H.G. Wells goes for the more whimsical route as should be expected from a story titled 'The Inexperienced Ghost'.  Here a drunk man finds, berates and eventually aids a pitiful ghost he finds lurking in the corridors of his club in an amusing little ditty of a tale with an ending you can see coming a mile off.


W.F. Harvey
Dora Broome's 'The Buggane and the Tailor' has the feel of a folktale about it and, as is often the case with stories of that ilk, ends poorly.

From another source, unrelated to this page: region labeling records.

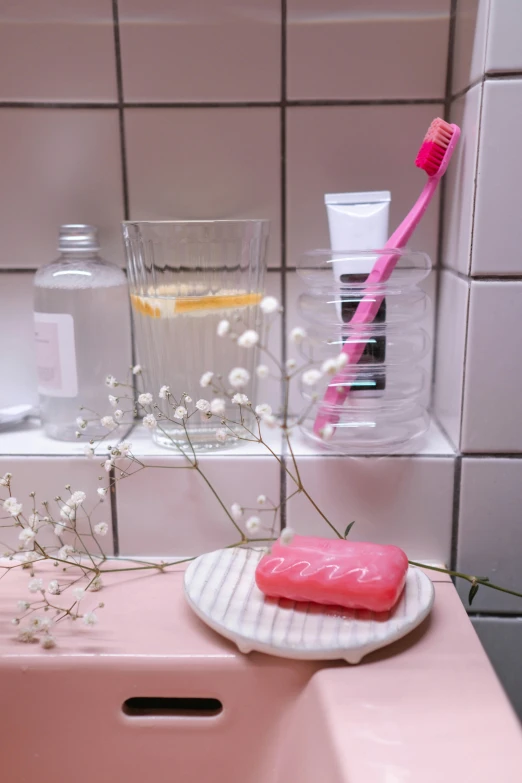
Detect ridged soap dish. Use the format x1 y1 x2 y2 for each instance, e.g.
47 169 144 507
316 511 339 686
185 548 435 663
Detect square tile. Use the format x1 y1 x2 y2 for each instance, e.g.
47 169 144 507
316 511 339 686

Another author who is a regular in these books is Saki, especially in the form of his werewolf tale, 'Gabriel-Ernest' but this time out it's a story about vindictiveness and reincarnation as the titular 'Laura' continues her habit of picking on her friends husband in various forms following her demise.

R. Blakeborough's 'The Betrayal of Nance' is another folktale-esque story this time filled to the brim with betrayal, loss and attempts at redemption from beyond the grave whilst redemption is the last thing on the mind of 'The Beast With Five Fingers' as W.F. Harvey spins a terrific yarn about the murderous creature and the attempts to thwart it.


Andrew Lang
Harvey's tale is really the last hurrah of this fun collection as the final two stories, 'The Night the Ghost Got In' by James Thurber and Andrew Lang's 'The Story of Glam' are amusing but very slight in the case of the former and veering once more into pesky folktale territory with the later which is hardly surprising given his status as the author of the 25 collections of variously coloured 'Fairy Books'.

And so the book ends - for me at least - on an undeserved low note.  Undeserved because for the most part this was a thoroughly enjoyable set that offered a number of highlights whilst the few disappointments were also relatively short lived.